Distress investors often prefer to acquire a troubled business through an asset purchase styled as a sale of all or substantially all of the company’s business under §363 of the Bankruptcy Code “free and clear” of all liabilities, liens, claims and interests against the seller, usually including any legacy obligations. In fact, unfunded pension and retiree health obligations are a frequent driver of the so-called 363 sales. But as demonstrated by the recent ruling against Japanese firm Asahi Tec1 following the 363 sale of its U.S. subsidiary Metaldyne, the Pension Benefit Guaranty Corporation (PBGC) will assert unfunded pension liability against members of the bankrupt seller’s control group, even if they are domiciled offshore.

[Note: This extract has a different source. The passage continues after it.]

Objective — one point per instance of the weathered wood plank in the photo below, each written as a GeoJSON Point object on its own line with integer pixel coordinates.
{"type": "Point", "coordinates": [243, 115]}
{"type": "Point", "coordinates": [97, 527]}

According to the PBGC 2012 Annual Report, as of Sept. 30, 2012, PBGC’s single-employer insurance program had a negative net position or “deficit” of $29.1 billion, meaning that for U.S. participants in the single-employer program, there exists $29.1 billion in unfunded liabilities. Similarly, the multi-employer program had a deficit of 5.2 billion.2 Not surprisingly, remediation and active management of this liability is a focus for the PBGC. The PBGC is asserting claims for the termination liability as well as the surcharge or special premium for attempting to discharge pension plan liability through a bankruptcy case.3 The Asahi Tec ruling, when coupled with the earlier Sun Capital4 and Oneida5 rulings, underscores the determination of the PBGC to assert liability against affiliates looking to not only the extent to which affiliates controlled and may have actively managed the bankrupt seller, but also the extent to which offshore affiliates subjected themselves to U.S. jurisdiction during the acquisition and ownership process.